Before ScottMadden’s engagement, the company’s procurement and accounts payable processes were managed by two separate internal organizations. As the company evolved, it wanted to establish an end-to-end P2P model that would operate across traditional organizational boundaries. The goal was to eliminate disconnects between the two functions, increase efficiency for transactional work, and get better results from its supply base.

Establishing an integrated P2P model is a top priority for many companies dealing with disconnected sourcing, purchasing, and accounts payable functions which are often plagued with challenges, such as decreased efficiency and reduced stakeholder satisfaction. Ultimately, creating an integrated model and organizing more effectively to differentiate transactional from strategic work helped the company streamline and advance its P2P capabilities.

The Challenge

The company’s procurement and accounts payable departments were divided into two distinct functions that reported to operations and finance, respectively. Transactional work and issue resolution were handled by the same personnel and the “tyranny of the urgent” prevented both departments from being able to pursue more strategic opportunities.
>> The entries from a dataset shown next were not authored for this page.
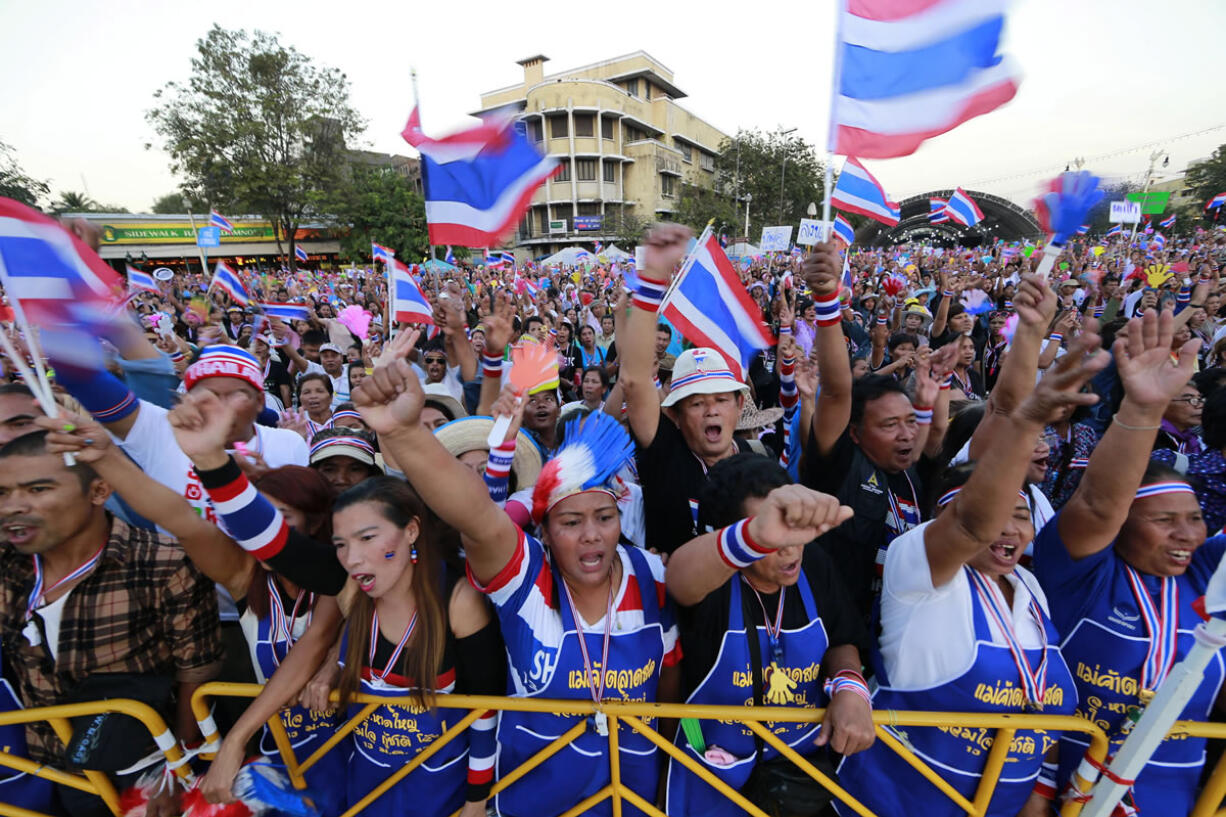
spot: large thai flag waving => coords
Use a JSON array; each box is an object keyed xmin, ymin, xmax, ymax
[
  {"xmin": 660, "ymin": 233, "xmax": 775, "ymax": 379},
  {"xmin": 387, "ymin": 259, "xmax": 434, "ymax": 324},
  {"xmin": 401, "ymin": 108, "xmax": 560, "ymax": 247},
  {"xmin": 829, "ymin": 0, "xmax": 1019, "ymax": 158},
  {"xmin": 0, "ymin": 198, "xmax": 126, "ymax": 366},
  {"xmin": 830, "ymin": 158, "xmax": 902, "ymax": 227}
]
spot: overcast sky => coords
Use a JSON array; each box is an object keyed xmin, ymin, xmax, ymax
[{"xmin": 0, "ymin": 0, "xmax": 1226, "ymax": 211}]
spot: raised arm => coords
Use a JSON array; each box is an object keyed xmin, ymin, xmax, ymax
[
  {"xmin": 1059, "ymin": 309, "xmax": 1200, "ymax": 559},
  {"xmin": 803, "ymin": 242, "xmax": 851, "ymax": 456},
  {"xmin": 353, "ymin": 361, "xmax": 520, "ymax": 583},
  {"xmin": 924, "ymin": 332, "xmax": 1108, "ymax": 588},
  {"xmin": 664, "ymin": 485, "xmax": 852, "ymax": 606},
  {"xmin": 615, "ymin": 224, "xmax": 690, "ymax": 445}
]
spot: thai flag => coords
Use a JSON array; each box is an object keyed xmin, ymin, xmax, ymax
[
  {"xmin": 835, "ymin": 216, "xmax": 856, "ymax": 247},
  {"xmin": 830, "ymin": 158, "xmax": 902, "ymax": 227},
  {"xmin": 208, "ymin": 210, "xmax": 234, "ymax": 233},
  {"xmin": 208, "ymin": 261, "xmax": 251, "ymax": 307},
  {"xmin": 829, "ymin": 0, "xmax": 1019, "ymax": 158},
  {"xmin": 387, "ymin": 259, "xmax": 434, "ymax": 325},
  {"xmin": 126, "ymin": 264, "xmax": 162, "ymax": 294},
  {"xmin": 928, "ymin": 198, "xmax": 949, "ymax": 224},
  {"xmin": 260, "ymin": 301, "xmax": 310, "ymax": 320},
  {"xmin": 660, "ymin": 234, "xmax": 775, "ymax": 378},
  {"xmin": 945, "ymin": 188, "xmax": 983, "ymax": 227},
  {"xmin": 370, "ymin": 242, "xmax": 396, "ymax": 264},
  {"xmin": 401, "ymin": 108, "xmax": 562, "ymax": 247},
  {"xmin": 0, "ymin": 198, "xmax": 124, "ymax": 369}
]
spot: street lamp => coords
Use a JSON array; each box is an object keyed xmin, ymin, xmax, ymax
[{"xmin": 779, "ymin": 128, "xmax": 796, "ymax": 224}]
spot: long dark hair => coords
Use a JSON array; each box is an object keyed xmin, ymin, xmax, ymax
[
  {"xmin": 332, "ymin": 476, "xmax": 447, "ymax": 708},
  {"xmin": 246, "ymin": 465, "xmax": 336, "ymax": 618}
]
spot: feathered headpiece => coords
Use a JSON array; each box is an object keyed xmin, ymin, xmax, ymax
[{"xmin": 532, "ymin": 411, "xmax": 634, "ymax": 525}]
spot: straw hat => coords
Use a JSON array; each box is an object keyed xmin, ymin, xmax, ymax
[{"xmin": 434, "ymin": 416, "xmax": 543, "ymax": 491}]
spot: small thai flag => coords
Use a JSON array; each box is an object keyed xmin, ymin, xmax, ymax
[
  {"xmin": 260, "ymin": 301, "xmax": 310, "ymax": 320},
  {"xmin": 208, "ymin": 210, "xmax": 234, "ymax": 233},
  {"xmin": 370, "ymin": 242, "xmax": 396, "ymax": 264},
  {"xmin": 835, "ymin": 216, "xmax": 856, "ymax": 247},
  {"xmin": 208, "ymin": 261, "xmax": 251, "ymax": 307},
  {"xmin": 128, "ymin": 265, "xmax": 162, "ymax": 294}
]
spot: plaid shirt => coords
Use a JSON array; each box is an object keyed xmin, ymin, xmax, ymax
[{"xmin": 0, "ymin": 519, "xmax": 222, "ymax": 763}]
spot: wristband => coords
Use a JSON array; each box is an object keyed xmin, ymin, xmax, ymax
[
  {"xmin": 481, "ymin": 352, "xmax": 503, "ymax": 378},
  {"xmin": 718, "ymin": 518, "xmax": 771, "ymax": 570},
  {"xmin": 813, "ymin": 293, "xmax": 842, "ymax": 326}
]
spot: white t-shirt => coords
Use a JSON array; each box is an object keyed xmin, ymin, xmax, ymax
[{"xmin": 880, "ymin": 521, "xmax": 1047, "ymax": 689}]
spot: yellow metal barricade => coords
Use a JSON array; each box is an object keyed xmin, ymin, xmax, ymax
[{"xmin": 0, "ymin": 698, "xmax": 191, "ymax": 817}]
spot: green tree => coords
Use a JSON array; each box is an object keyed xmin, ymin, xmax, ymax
[
  {"xmin": 1184, "ymin": 145, "xmax": 1226, "ymax": 218},
  {"xmin": 0, "ymin": 142, "xmax": 51, "ymax": 207},
  {"xmin": 146, "ymin": 25, "xmax": 363, "ymax": 266},
  {"xmin": 709, "ymin": 129, "xmax": 825, "ymax": 237},
  {"xmin": 330, "ymin": 164, "xmax": 431, "ymax": 263}
]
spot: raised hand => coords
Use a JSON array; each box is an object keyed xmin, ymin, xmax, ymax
[
  {"xmin": 747, "ymin": 485, "xmax": 852, "ymax": 548},
  {"xmin": 1111, "ymin": 309, "xmax": 1200, "ymax": 410},
  {"xmin": 353, "ymin": 359, "xmax": 425, "ymax": 434}
]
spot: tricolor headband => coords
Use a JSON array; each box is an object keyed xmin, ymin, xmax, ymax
[{"xmin": 1134, "ymin": 481, "xmax": 1197, "ymax": 499}]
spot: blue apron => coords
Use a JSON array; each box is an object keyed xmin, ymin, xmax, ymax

Additionally, current methods to handle many transactions were manual, and there was little insight into spend savings opportunities, supplier performance, or invoice discount and compliance opportunities. To feel comfortable with the changes necessary to address these issues, the company needed stakeholders to understand why it was necessary to alter the current system, how the changes would be implemented, and which functions would be affected.

How We Helped

ScottMadden designed a tiered service delivery model to take advantage of cost savings and opportunities for more efficient work processes discovered by ScottMadden in its initial P2P assessment.
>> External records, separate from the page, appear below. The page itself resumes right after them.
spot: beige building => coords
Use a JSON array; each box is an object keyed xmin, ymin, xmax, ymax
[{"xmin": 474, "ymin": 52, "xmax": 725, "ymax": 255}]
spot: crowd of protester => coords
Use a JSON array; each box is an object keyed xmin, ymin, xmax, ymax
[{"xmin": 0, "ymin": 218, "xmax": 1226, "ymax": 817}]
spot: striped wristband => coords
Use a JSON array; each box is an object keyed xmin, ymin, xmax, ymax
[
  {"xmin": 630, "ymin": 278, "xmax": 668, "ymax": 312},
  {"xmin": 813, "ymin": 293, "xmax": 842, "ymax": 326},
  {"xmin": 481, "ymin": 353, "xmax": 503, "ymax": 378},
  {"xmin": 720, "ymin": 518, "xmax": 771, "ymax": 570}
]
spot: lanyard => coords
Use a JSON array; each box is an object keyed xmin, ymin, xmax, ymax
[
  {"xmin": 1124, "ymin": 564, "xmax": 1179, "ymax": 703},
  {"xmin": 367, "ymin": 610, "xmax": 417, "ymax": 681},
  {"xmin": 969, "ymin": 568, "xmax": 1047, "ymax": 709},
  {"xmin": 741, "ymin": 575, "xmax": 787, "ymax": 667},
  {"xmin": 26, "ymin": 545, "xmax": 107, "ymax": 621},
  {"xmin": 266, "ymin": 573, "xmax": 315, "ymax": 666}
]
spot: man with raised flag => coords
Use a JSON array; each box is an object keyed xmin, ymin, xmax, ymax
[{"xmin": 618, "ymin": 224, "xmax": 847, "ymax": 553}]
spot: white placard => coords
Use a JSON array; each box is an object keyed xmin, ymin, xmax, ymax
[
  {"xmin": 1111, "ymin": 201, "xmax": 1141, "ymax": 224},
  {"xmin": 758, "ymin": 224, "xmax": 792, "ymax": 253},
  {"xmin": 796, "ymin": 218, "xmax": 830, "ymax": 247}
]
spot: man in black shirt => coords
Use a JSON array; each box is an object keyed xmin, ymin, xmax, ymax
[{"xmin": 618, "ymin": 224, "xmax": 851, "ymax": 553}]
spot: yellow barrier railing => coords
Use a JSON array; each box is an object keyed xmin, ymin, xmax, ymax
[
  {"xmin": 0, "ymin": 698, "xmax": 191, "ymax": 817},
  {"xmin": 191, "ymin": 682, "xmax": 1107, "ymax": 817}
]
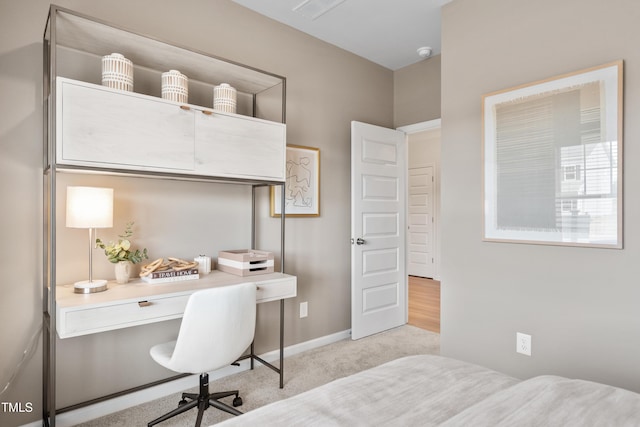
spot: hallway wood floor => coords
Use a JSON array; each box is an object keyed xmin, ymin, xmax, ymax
[{"xmin": 409, "ymin": 276, "xmax": 440, "ymax": 333}]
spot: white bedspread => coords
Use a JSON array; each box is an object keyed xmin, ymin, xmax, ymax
[
  {"xmin": 218, "ymin": 355, "xmax": 519, "ymax": 427},
  {"xmin": 442, "ymin": 375, "xmax": 640, "ymax": 427}
]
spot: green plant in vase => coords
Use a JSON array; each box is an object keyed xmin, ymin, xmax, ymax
[
  {"xmin": 96, "ymin": 222, "xmax": 149, "ymax": 264},
  {"xmin": 96, "ymin": 222, "xmax": 149, "ymax": 284}
]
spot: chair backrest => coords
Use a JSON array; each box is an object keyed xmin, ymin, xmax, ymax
[{"xmin": 166, "ymin": 283, "xmax": 256, "ymax": 374}]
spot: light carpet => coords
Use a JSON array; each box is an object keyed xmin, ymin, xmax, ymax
[{"xmin": 74, "ymin": 325, "xmax": 440, "ymax": 427}]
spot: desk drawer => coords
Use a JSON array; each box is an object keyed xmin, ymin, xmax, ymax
[
  {"xmin": 57, "ymin": 295, "xmax": 189, "ymax": 338},
  {"xmin": 254, "ymin": 276, "xmax": 297, "ymax": 304}
]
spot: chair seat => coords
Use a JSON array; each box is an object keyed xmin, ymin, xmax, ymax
[
  {"xmin": 148, "ymin": 283, "xmax": 256, "ymax": 427},
  {"xmin": 149, "ymin": 340, "xmax": 178, "ymax": 374}
]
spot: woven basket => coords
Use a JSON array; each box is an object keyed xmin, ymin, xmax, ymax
[
  {"xmin": 162, "ymin": 70, "xmax": 189, "ymax": 104},
  {"xmin": 102, "ymin": 53, "xmax": 133, "ymax": 92}
]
This delivery model separates work by type, aligning employee skills with the work performed. For example, transactional service roles are consolidated to handle incoming vendor calls and process on-contract buys, which creates additional time for other procurement personnel to pursue savings and performance improvement opportunities within their supplier networks.

Representatives from the organization’s finance, procurement, and information technology groups were part of the cross-functional core team assembled to work closely throughout the project. Early project phases included critical data collection and stakeholder interviews to begin building a clear understanding of the current challenges. ScottMadden’s proprietary Work Activity Assessment was conducted to measure the type and magnitude of work across the company for a comprehensive set of P2P activities. The team conducted workshops to discuss, analyze, and assess leading practices, and a detailed performance metrics analysis was developed to quantify current performance against established benchmarks.
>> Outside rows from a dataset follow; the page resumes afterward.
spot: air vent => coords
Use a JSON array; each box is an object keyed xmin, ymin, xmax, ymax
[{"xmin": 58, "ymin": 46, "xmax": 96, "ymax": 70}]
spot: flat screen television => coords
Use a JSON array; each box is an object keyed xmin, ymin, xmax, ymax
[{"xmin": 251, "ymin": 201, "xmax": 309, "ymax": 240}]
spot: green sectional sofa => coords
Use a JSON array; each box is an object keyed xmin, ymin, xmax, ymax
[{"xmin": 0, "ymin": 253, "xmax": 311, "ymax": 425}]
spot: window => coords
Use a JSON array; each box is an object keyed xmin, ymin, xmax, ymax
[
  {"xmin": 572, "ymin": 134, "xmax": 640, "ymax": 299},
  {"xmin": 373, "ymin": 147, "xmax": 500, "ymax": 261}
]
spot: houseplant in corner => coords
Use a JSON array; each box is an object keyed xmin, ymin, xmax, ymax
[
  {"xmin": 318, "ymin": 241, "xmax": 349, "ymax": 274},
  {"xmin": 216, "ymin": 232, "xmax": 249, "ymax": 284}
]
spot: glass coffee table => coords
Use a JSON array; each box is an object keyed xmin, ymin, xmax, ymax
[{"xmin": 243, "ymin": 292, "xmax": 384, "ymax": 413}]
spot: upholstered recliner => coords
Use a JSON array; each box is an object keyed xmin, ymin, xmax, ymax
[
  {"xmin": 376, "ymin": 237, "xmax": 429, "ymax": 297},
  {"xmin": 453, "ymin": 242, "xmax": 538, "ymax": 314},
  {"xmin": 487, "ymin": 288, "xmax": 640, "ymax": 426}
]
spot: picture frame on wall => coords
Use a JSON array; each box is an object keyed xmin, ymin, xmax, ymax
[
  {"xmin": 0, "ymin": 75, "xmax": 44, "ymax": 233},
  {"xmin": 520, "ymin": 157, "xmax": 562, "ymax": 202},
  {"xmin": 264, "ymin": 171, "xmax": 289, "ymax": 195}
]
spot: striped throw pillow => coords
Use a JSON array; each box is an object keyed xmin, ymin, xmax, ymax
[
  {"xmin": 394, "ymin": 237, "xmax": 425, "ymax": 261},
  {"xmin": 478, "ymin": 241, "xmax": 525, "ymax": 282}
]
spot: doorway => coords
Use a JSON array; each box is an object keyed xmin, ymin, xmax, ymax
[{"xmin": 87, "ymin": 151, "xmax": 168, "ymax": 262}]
Following confirmation of the current situation and highest-impact opportunity, ScottMadden worked closely with the company’s stakeholders to design a new P2P delivery model and execution plan. The project team also evaluated the types of supporting technologies required to enable the model, steps to implement changes, and change implications that must be managed to effectively deploy the new model. Lastly, ScottMadden provided a thoroughly documented analysis of the costs and benefits associated with the projected performance of the new model.

The diagram below depicts ScottMadden’s leading practice P2P delivery model.


As part of the business case, ScottMadden identified improvement opportunities in four key P2P areas:

  • Price reduction
  • Compliance
  • Invoice errors
  • Dynamic discounting

With an internal rate of return in excess of 200% and a payback period of two years, the company expects to implement the proposed model over the coming years. This timeline allows the organization to implement change at a rate that best fits the family oriented culture.